Activating lithium-ion storage performances of two-dimensional MSi2N4 (M = Mo, W) monolayers: a theoretical prediction

Abstract

Two-dimensional materials MA₂Z₄ (where M = Mo, W, V, Cr, Nb, Ta, Ti, Zr or Hf; A = Si or Ge; and Z = N, P, or As) have attracted increasing interest for their exceptional stability and mechanical strength. Therefore, it is vital to explore their lithium-ion (Li-ion) energy storage behavior for next-generation energy storage technologies. Herein, the potential of two synthesized MSi₂N₄ (M = Mo, W) materials as Li-ion battery anodes was systematically investigated, and two effective ways were proposed to trigger their Li-ion storage performances through first-principles calculations. First-principles calculations reveal that the intrinsic vacancies can activate the Li-ion adsorbability and reduce the bandgap of MSi₂N₄ (M = Mo, W), especially the Si vacancies, which enhances Li-ion storage capacity. Moreover, after the introduction of 3d, 4d, and 5d transition metal doping, a linear relationship was found between the adsorption energy (E_ads) of Li-ions and the lowest unoccupied level or Fermi-level (E_LUS). This indicates that E_LUS might be an effective descriptor to predict E_ads.
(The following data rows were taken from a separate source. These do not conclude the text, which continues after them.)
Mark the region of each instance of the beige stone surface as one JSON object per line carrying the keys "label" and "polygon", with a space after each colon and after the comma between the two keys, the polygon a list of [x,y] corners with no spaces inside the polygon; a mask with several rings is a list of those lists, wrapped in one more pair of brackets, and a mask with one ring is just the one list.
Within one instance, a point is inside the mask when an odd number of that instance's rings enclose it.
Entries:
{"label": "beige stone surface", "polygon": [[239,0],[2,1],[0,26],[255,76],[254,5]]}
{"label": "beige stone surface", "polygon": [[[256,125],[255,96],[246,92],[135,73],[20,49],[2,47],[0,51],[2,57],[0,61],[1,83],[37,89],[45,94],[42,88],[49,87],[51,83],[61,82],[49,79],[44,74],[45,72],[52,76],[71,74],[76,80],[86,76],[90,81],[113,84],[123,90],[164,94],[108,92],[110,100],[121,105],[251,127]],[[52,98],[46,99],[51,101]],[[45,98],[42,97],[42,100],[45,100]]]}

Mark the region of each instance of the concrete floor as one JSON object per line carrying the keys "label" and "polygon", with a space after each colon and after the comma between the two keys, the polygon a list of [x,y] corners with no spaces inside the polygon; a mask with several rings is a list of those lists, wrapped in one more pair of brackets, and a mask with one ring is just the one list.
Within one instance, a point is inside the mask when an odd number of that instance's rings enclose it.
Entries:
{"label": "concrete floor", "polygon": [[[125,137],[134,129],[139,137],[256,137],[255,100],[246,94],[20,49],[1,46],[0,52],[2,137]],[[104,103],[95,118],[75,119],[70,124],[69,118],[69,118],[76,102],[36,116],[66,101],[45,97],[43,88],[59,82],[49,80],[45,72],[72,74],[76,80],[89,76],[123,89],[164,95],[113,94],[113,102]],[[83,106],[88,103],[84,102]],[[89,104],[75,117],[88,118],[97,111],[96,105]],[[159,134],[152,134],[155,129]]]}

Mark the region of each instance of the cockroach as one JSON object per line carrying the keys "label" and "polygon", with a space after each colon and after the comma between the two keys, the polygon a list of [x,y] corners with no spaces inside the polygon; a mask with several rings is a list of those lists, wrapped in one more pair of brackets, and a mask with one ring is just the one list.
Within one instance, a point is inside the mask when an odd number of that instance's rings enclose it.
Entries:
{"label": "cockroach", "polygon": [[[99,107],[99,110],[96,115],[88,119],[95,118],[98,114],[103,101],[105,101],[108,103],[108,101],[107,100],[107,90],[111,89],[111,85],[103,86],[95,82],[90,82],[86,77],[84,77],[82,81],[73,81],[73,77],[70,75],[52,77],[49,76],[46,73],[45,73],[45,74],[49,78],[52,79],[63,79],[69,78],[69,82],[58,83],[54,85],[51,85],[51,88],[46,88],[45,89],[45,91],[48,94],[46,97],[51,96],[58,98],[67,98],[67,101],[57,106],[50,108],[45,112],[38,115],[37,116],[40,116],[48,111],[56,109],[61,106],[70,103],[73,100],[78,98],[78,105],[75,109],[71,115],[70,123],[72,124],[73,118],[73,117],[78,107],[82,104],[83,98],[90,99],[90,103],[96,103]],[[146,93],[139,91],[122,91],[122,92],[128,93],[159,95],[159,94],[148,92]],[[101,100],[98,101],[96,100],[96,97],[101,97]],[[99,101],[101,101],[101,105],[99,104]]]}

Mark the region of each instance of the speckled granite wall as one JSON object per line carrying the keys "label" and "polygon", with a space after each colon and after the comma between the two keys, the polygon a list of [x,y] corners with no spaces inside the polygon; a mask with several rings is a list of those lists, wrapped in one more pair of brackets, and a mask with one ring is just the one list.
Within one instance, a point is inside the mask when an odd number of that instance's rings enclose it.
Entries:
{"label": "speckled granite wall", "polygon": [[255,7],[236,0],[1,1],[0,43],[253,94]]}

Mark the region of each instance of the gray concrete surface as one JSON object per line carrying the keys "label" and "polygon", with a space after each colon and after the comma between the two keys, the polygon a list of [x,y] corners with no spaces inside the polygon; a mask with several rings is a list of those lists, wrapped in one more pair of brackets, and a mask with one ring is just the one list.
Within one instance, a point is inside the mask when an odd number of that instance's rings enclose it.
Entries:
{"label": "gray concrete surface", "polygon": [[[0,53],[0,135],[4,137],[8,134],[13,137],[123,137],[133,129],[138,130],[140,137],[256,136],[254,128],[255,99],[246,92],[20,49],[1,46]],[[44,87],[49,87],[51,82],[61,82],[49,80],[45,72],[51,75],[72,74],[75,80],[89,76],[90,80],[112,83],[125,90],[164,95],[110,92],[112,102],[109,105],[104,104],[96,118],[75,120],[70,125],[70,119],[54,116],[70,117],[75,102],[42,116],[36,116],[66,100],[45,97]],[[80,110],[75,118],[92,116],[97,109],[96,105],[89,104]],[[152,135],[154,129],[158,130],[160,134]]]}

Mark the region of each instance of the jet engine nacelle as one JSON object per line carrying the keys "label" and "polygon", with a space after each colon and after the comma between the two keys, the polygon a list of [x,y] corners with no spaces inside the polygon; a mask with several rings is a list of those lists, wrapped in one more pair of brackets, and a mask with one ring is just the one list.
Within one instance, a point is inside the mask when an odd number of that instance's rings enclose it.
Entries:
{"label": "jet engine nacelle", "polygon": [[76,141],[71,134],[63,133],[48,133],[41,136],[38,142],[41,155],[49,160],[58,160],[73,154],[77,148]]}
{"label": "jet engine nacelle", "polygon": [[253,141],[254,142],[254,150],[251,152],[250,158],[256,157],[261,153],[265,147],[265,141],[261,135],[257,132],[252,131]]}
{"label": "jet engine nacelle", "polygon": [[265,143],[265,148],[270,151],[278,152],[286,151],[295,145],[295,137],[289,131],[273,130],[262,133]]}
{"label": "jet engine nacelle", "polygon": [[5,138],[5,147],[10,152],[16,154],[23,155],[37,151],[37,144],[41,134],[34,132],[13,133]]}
Among 122 subjects, five candidates (MoSi₂N₄@Pd_Si, MoSi₂N₄@Ag_Si, WSi₂N₄@Cu_Si, WSi₂N₄@Pd_Si, and WSi₂N₄@Ag_Si) were selected as potential Li-ion battery anodes with high specific capacity, low open-circuit voltage, good electronic conductivity and fast Li-ion dynamics. This work not only highlights a family of potential Li-ion battery anodes, but also provides feasible strategies for activating their Li-ion storage performances.